O Soldado Espanhol/VII
L'époux, dont nul ne se souvient,
Vient;
II va punir ta vie infame,
Femme!
V. Hugo
Era noite hibernal; girava dentro
Da casa do guerreiro o riso, a dança,
E reflexos de luz, e sons, e vozes,
E deleite, e prazer: e fora a chuva,
A escuridão, a tempestade, e o vento,
Rugindo solto, indómito e terrível
Entre o negror do céu e o horror da terra.
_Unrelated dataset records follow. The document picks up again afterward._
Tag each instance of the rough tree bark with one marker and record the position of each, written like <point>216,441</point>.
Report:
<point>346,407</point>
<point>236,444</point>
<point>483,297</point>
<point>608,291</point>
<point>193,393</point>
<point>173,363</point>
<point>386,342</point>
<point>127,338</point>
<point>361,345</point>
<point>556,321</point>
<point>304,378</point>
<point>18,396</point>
Na geral confusão os céus e a terra
Horrenda simpatia alimentavam.
Ferve dentro o prazer, reina o sorriso,
E fora a tiritar, fria, medonha,
Marcha a vingança pressurosa e torva:
Traz na destra o punhal, no peito a raiva,
Nas faces palidez, nos olhos morte.
O infanção extremoso enchia rasa
A taça de licor mimoso e velho,
Da usança ao brinde convidando a todos
Em honra da esposada: — À noiva! exclama
E a porta range e cede, e franca e livre
Introduz o tufão, e um vulto assoma
Altivo e colossal. — Em honra, brada,
Do esposo deslembrado! — e a taça empunha
Mas antes que o licor chegasse aos lábios,
Desmaiada e por terra jaz a esposa,
E a destra do infanção maneja o ferro,
Por que tão grande afronta lave o sangue,
Pouco, bem pouco para injúria tanta.
Debalde o fez, que lhe golfeja o sangue
D'ampla ferida no sinistro lado,
E ao pé da esposa o assassino surge
Co'o sangrento punhal na destra alçado.
A flor purpúrea que matiza o prado,
Se o vento da manhã lhe entorna o cálix,
Perde aroma talvez; porém mais belo
Colorido lhe vem do sol nos raios,
As fagueiras feições daquele rosto
Assim foram também; não foi do tempo
Fatal o perpassar às faces lindas.
Nota-lhe ele as feições, nota-lhe os lábios,
Os curtos lábios que lhe deram vida,
Longa vida de amor em longos beijos,
Qual jamais não provou; e as iras todas
Dos zelos vingadores descansaram
No peito de sofrer cansado e cheio,
Cheio qual na praia fica a esponja,
Quando a vaga do mar passou sobre ela.
Num relance fugiu, minaz no vulto:
Como o raio que luz um breve instante,
Sobre a terra baixou, deixando a morte.